SAA has been ramping up capacity to Australia, South and North America and West Africa.
Three extra flights have been added to Lagos (Nigeria), for a total of seven per week, including B747-400 equipment on four of these frequencies. Services to Douala (Cameroon) will increase from two to three per week. SAA introduced daily jet service between Johannesburg and Maun (Botswana), operated by its regional partner, South African Express (SAX) on 01-Jul-2009 with 50-seat Canadair CRJ-200 regional jet. However, some domestic and international African destinations have seen a reduction in capacity in line with weaker demand.
SAA is also strengthening its network with additional frequencies to Perth (Australia) from five times weekly to daily from 01-Sep-2009, and Buenos Aires (Argentina) from twice to three times weekly.
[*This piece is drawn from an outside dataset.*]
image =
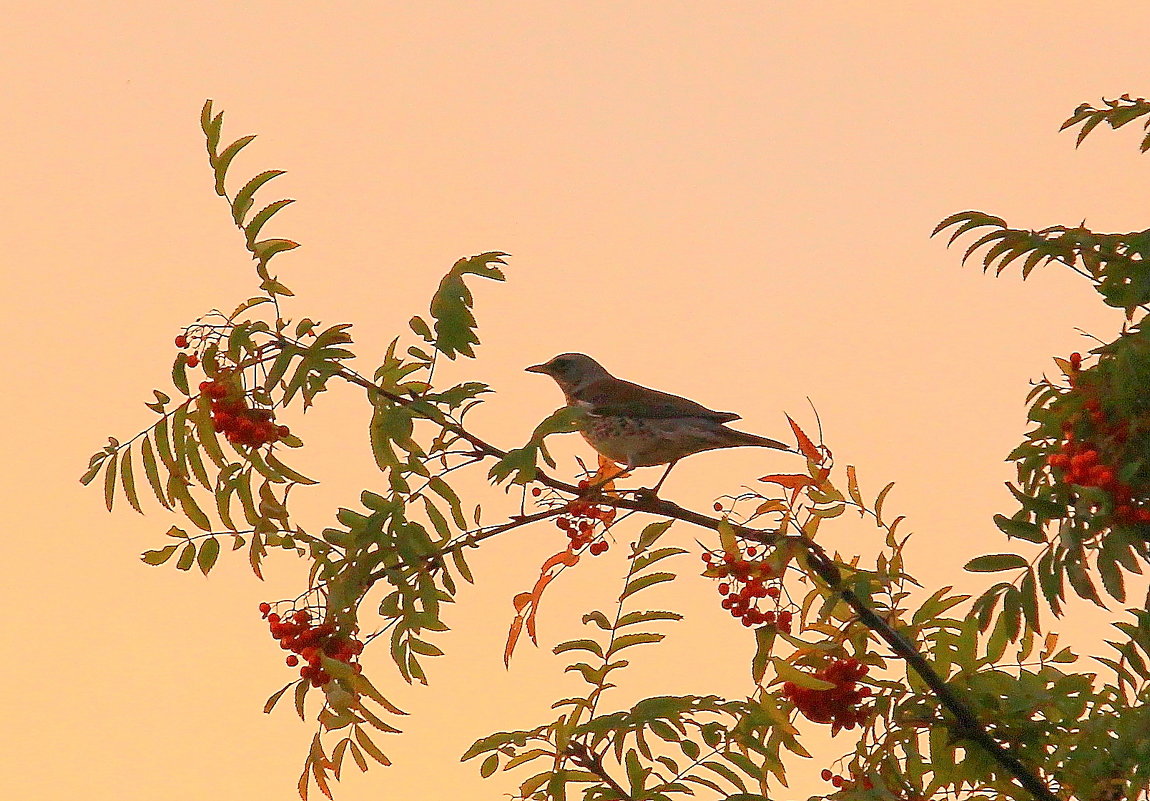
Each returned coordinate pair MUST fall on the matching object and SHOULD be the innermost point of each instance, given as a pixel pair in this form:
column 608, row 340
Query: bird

The carrier offers non-stop service from the US to South Africa with daily departures from Washington DC (until 30-Apr-2009, with a stop in Dakar that commenced on 01-May-2009) and direct service from New York (operating non-stop from 01-May-2009). SAA is also offering a new connecting service from Washington Dulles to Abidjan (Ivory Coast) and Libreville (Gabon) through its daily non-stop service to Dakar (Senegal), capitalising on Delta Air Lines’ delays in obtaining regulatory approval to expand its network to West Africa.
SAA also benefited from the IPL Twenty20 cricket tournament in South Africa in Apr/May-2009. The carrier deployed six additional flights between India and South Africa from 18-May-2009 to 26-May-2009 to accommodate extra demand.
A320 order clouds outlook
SAA’s Acting CEO, Chris Smyth, recently stated the airline reported a “slight loss” in 2008/09 and a ZAR880 million loss the previous year. Mr Smyth replaced Khaya Ngqula, who was forced from the position in Feb-2009 by the carrier’s Board following an investigation into tenders and procurement agreements.
A net profit target for the current financial year has not been disclosed, but hinges on an uncertain order for 15 A320s the airline had thought it cancelled in 2002. Airbus is reportedly holding SAA to the order that could cost up to ZAR1.5 billion to cancel.